2014 | Australia/Ireland | Directed by Kim Farrant
Logline: A couple that has moved to a remote outback town find themselves at wit’s end when their two teenage children go missing.
The debut feature from a former documenteur, and it’s a mystery-drama smothered in the dust-laden atmosphere of the great Australian red desert. It’s a classic tale of rebellion and betrayal, of innocence and promiscuity, of the wounded and the living, of the present and the missing. Strangerland won’t be every person’s cup of tea, but for those who like those delicate moments in between Strangerland offers a darkened bounty.

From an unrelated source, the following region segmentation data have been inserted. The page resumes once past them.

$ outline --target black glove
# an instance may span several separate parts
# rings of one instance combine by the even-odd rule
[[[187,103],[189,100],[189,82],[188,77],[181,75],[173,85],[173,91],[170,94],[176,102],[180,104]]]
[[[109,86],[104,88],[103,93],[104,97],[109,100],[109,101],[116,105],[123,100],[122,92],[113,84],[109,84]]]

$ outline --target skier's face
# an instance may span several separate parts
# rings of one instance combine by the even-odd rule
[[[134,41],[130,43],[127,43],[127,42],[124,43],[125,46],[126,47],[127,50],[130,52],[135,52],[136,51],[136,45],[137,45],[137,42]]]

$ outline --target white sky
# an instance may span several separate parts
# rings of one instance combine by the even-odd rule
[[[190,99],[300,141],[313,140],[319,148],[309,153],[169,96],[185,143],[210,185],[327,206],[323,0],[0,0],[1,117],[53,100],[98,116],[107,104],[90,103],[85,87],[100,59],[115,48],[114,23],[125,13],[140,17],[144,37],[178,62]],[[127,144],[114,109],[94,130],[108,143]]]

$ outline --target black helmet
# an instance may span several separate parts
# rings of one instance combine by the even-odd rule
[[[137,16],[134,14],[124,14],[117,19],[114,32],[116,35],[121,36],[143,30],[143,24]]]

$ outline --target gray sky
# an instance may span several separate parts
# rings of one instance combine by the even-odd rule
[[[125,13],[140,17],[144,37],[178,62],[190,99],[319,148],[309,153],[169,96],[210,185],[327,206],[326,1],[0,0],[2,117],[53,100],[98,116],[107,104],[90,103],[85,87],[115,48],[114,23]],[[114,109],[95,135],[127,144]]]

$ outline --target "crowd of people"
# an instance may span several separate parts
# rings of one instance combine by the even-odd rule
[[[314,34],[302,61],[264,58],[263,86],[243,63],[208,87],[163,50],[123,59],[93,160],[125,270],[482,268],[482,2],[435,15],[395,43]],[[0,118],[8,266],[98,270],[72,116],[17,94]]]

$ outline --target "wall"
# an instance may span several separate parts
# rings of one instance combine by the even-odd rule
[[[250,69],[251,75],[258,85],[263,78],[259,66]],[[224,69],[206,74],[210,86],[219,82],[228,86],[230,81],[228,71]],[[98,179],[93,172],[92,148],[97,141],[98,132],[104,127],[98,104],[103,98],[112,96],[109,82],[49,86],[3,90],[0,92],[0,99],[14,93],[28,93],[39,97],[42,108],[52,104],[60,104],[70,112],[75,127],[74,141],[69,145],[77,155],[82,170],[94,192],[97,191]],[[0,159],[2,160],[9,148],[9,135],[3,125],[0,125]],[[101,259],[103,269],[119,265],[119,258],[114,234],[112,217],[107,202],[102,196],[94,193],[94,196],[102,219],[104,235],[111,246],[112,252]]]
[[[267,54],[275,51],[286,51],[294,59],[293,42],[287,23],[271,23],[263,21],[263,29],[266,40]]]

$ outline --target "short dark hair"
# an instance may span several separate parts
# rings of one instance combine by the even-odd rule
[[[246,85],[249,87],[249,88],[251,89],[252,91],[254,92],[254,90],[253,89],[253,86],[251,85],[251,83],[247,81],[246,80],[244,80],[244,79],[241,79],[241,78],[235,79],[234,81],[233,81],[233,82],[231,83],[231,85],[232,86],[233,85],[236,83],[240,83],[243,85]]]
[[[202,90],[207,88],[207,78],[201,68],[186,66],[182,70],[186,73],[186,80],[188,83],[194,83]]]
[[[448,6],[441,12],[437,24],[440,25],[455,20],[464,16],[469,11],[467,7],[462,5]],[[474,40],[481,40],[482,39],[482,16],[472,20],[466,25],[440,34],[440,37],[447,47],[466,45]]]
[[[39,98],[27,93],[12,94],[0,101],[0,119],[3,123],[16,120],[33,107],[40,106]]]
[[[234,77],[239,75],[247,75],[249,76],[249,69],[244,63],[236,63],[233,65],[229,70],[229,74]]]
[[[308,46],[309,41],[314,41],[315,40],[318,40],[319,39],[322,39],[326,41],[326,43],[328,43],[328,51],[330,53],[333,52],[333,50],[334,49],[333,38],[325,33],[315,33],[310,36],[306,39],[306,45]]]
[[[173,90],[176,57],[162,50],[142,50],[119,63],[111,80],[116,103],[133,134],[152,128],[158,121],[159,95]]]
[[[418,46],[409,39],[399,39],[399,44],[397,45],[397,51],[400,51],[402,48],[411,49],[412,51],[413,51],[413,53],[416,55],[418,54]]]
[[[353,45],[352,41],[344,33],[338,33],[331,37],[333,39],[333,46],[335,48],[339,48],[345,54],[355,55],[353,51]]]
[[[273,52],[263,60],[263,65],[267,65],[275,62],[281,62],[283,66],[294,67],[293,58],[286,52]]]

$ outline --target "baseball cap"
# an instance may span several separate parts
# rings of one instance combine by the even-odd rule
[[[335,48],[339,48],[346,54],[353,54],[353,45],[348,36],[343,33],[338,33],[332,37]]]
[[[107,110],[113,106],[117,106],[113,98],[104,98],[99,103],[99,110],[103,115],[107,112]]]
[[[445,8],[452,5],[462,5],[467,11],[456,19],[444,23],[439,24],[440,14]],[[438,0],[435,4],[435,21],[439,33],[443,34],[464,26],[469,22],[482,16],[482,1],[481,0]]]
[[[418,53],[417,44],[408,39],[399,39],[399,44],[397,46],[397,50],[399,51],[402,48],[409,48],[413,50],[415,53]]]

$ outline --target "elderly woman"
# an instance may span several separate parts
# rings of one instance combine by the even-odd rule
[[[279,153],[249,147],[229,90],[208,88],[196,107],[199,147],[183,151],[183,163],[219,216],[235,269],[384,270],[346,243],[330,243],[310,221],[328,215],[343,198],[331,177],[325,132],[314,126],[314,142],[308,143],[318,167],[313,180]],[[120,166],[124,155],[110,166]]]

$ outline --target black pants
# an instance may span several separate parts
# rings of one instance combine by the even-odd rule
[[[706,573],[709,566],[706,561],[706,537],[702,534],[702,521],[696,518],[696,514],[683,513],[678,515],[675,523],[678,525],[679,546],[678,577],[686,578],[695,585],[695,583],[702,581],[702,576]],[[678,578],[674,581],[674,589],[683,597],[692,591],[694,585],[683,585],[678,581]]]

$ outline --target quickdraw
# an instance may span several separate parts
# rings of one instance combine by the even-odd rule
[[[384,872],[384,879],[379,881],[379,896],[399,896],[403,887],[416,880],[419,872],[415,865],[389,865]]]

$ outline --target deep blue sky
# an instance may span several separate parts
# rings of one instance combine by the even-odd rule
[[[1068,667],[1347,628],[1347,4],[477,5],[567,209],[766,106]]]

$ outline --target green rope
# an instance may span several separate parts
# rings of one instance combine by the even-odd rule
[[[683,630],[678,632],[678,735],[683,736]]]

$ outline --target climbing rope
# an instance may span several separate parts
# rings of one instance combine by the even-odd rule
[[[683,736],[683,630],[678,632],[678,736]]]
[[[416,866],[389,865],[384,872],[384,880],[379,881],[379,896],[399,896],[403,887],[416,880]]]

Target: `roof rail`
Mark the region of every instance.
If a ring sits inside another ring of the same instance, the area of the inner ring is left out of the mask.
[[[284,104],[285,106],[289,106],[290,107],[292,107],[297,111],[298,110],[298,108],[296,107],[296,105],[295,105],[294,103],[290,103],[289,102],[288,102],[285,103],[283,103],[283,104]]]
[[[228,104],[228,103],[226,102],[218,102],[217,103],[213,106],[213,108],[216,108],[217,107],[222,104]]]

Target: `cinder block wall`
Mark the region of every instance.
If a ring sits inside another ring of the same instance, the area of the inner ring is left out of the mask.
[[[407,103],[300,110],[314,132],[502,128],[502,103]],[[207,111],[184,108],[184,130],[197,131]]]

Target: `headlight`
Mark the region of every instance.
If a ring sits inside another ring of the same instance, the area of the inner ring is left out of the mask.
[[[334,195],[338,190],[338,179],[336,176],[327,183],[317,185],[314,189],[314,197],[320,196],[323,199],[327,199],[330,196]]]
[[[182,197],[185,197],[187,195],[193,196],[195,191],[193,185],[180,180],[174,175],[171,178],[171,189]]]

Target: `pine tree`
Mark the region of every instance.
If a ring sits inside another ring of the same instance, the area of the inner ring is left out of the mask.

The Parkers, Catherine (Nicole Kidman) and Matthew (Joseph Fiennes) are struggling to hold on to their marriage. He is irritable and disinterested, she is frustrated and mournful, together they are depressed, but functioning. Their two children, Lily (Maddison Brown) and Tommy (Nicolas Hamilton), are a handful. Ten-year-old Tommy likes to wander the empty streets at night, and fifteen-year-old Lily yearns for sexual intimacy.
It is Lily’s prior behavior that has prompted the move from the city. She was involved with her schoolteacher. The local boys take advantage of her loose morals. One night Lily follows Tommy on one of his jaunts. Matthew watches them slink off, his contempt for his daughter leaving him devoid of responsible parenting.
The next morning they’ve vanished. The night has swallowed them. This drives a wedge between Catherine and Matthew and their ugly past rears its head, as local detective David Rae (Hugo Weaving) tries to make sense of the disappearance.
With a brooding soundtrack from Keefus Ciancia and stunning cinematography from P.J. Dillon, Strangerland is infused with a resonant and mesmerising mise-en-scene. The heat-soaked imagery and sweaty indecision permeates the characters as they struggle within their emotional turmoil. Catherine slowly loses the plot, as Matthew begins to unravel, and both resort to bad habits.
The performances are top notch, especially Nicole Kidman, whose bravura display of naked vulnerability and cracked resilience is amongst the best work of her career, up with Dead Calm, To Die For, Dogville, and The Human Stain. Hugo Weaving, although in a fairly thankless role, still owns his scenes, he’s just one of those reliably watchable actors. Also props to the young actors, especially Maddison Brown, she’s definitely one to watch.
Echoing the untouchable Picnic at Hanging Rock, Strangerland is a mystery that becomes less about the actual mystery and more about the people close to it, dealing with the event. This is ultimately a sad story about a crumbling marriage, and how extraordinary pressure can create a dangerous force of human frailty.